The study was cross-sectional and cannot confirm the causality of the processes under investigation. However, in accordance with prior research, the current results suggest that the model is theoretically plausible. The sample had limited representativeness as it was conducted on a student population, reducing its generalizability to people with OCD. It may be that the processes involved in the onset and maintenance of clinical OCD are not comparable to those in subclinical obsessive compulsive symptoms. However, several recent review articles have found strong support for the validity of using analogue samples in OCD research (Abramowitz et al., Reference Abramowitz, Fabricant, Taylor, Deacon, McKay and Storch2014; De Putter et al., Reference De Putter, Van Yper and Koster2017; Gagné et al., Reference Gagné, Kelly-Turner and Radomsky2018a).

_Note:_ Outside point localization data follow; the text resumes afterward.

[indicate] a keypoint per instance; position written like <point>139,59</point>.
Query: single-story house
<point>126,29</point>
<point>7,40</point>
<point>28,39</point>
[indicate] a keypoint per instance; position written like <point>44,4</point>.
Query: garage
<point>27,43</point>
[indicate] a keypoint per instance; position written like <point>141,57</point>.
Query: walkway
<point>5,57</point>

A final limitation regards the focus on responsibility. Extensive research has implicated beliefs and phenomena additional to responsibility in OCD (OCCWG, 2005). The current study is deliberately focused on responsibility as this model has been arguably the most influential in cognitive therapy for OCD (Taylor et al., Reference Taylor, Abramowitz and McKay2007). It is possible that adding the other OCCWG beliefs and appraisals may increase the percentage of variance explained in the endogenous latent variables. However, this was beyond the scope of the current study, which was focused on the empirical plausibility of the inflated responsibility model.
Future directions
Several research avenues arise from the present results. First, the present model should be replicated in different samples, including clinical samples, to further verify validity (Preacher and Merkle, Reference Preacher and Merkle2012). The collection of additional data at multiple time points would strengthen the causal claims of the model, and in conjunction with data from different samples, would permit more confidence in the theory. Also, selecting more appropriate measures of early experiences and critical incidents may facilitate the development of latent variables of these constructs, thus permitting empirical testing of their proposed relationships in the model. In addition, developing latent variables of other implicated beliefs and appraisals (e.g. OCCWG, 2005) and testing these alongside responsibility beliefs and appraisals in a comprehensive model may help with the clarification of the most appropriate cognitive conceptualization of OCD.
Conclusions
The present study tested an approximation of Salkovskis’ (Reference Salkovskis1999) inflated responsibility model. The model was a good fit in the present sample, providing further empirical validation of Salkovskis’ (Reference Salkovskis1999) theory and supporting the therapeutic focus on responsibility beliefs and appraisals. Rachman’s (Reference Rachman1997) emphasis on ‘catastrophic misinterpretations’ of intrusive thoughts was also a crucial component, suggesting that the manner in which intrusive cognitions are related to is an essential feature in the maintenance of OCD, and should be a primary focus of intervention.
Acknowledgements
None.
Financial support
The study was completed as part of a PhD for the first author, which was funded by the Department for Employment and Learning, Northern Ireland.
Conflicts of interest
The authors have no conflicts of interest with respect to this study.
Ethics statement
Ethical approval was granted by the Queen’s University Belfast Ethics Committee.